Not all viral infections are serious. Some of them can be controlled by your immune system. One example of those is what’s known as slapped cheek syndrome. It got its name from the fact that one of its signs and symptoms is a bright red mark on the face that makes it seem like the person who has the viral infection has just been slapped on the cheeks.

Slapped cheek syndrome is more common in children, although everyone else at any age can become infected, too. The good news is this is a one-time infection only, meaning you are immune to it for the rest of your life after getting it.

Keep on reading to know some of the most important matters about slapped cheek syndrome, such as its cause, signs and symptoms, and treatment. Don’t forget to share this article on your various social media sites to get your family members and friends introduced to it, too.

The reason behind slapped cheek syndrome is a virus called parvovirus B19. Sometimes it is simply referred to by the name of the virus behind it, while other times medical authorities choose to refer to it as fifth disease.

As one would suspect, a viral infection such as slapped cheek syndrome is highly contagious. It can easily spread from one person to the other by means of droplets. You can end up with it when someone who is infected coughs or sneezes right in front of you. You are also at higher risk if you are not fond of washing your hands.

There are many signs and symptoms of slapped cheek syndrome, although a well-known characteristic of such is the appearance of a bright red rash on both cheeks. However, it’s something that shows up a few days after other signs and symptoms have started appearing, which will be discussed later on.

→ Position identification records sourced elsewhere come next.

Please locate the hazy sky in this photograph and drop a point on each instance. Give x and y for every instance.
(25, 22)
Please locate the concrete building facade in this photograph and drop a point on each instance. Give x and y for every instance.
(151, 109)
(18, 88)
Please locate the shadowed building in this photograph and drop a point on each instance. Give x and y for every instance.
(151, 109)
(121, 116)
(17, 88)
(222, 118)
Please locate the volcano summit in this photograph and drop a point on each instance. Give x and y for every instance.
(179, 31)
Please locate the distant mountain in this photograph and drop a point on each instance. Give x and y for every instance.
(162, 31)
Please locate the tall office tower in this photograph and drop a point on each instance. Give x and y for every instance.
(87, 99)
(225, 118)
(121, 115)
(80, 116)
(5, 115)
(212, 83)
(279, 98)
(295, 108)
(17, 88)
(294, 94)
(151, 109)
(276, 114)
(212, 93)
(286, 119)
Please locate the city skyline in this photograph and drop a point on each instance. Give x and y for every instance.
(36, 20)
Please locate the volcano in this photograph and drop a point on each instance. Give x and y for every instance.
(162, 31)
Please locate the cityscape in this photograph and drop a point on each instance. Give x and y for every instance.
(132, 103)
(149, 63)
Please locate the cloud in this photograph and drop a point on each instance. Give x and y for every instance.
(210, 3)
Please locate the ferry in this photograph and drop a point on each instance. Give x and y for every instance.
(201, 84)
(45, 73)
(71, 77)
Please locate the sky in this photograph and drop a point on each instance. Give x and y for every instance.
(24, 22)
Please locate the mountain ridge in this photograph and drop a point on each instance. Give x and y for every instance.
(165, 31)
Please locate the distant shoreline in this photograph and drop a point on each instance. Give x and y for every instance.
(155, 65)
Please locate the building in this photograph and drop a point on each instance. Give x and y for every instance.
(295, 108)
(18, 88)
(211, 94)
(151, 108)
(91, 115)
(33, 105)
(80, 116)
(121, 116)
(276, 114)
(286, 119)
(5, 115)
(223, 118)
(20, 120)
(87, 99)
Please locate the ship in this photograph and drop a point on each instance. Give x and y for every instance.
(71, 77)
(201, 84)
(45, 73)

Initially, slapped cheek syndrome causes signs and symptoms that are similar to the ones encountered during the common cold or flu. They include low-grade fever, a headache, sore throat, runny nose, an upset stomach and a general feeling of being unwell. Adults may also experience joint pain and stiffness which may linger for weeks or months even if all the other signs and symptoms have gone.

The infection is at its most communicable when the above-mentioned signs and symptoms are around. A few days after all of them will go away, which is a sign that the person who has it is no longer infectious, meaning he or she can no longer pass the virus to someone else.

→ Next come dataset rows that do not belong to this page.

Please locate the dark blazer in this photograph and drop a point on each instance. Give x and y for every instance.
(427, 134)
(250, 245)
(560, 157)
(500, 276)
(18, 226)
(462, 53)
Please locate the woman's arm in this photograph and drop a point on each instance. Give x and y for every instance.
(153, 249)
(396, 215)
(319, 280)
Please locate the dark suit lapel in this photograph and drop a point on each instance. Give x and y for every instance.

It’s during such time when the characteristic slapped cheek appearance shows up. After a few days more, a pinkish lace-like rash may appear on the chest, belly, arms and thighs of the individual. By the way, some adults may not have a bright red rash on the cheeks.

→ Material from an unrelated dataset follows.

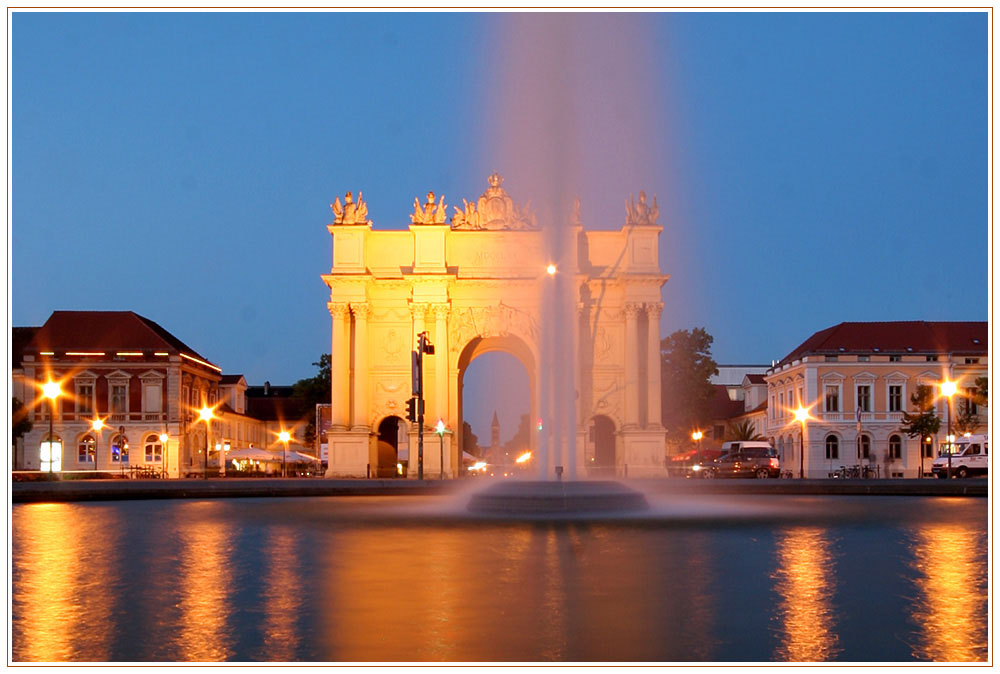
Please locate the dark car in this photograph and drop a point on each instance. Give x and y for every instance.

Just like with any other viral infections known to man, slapped cheek syndrome doesn’t have a cure. But unlike most other viral infections out there, there is no vaccine available for it. But that’s okay because slapped cheek syndrome is not really a serious matter, and someone who gets infected with it develops immunity for life.

Slapped cheek syndrome is only regarded as something serious if the person who becomes infected has a weakened immune system or blood disorder. It’s also important for a pregnant woman who becomes infected to immediately seek the help of a doctor as it can have negative effects on the baby growing inside her womb.

Taking plenty of rest and drinking lots of fluids are recommended for people who are suffering from slapped cheek syndrome. OTC antipyretic and painkiller may be taken to deal with fever and pain, and antihistamines may be administered to alleviate skin itchiness.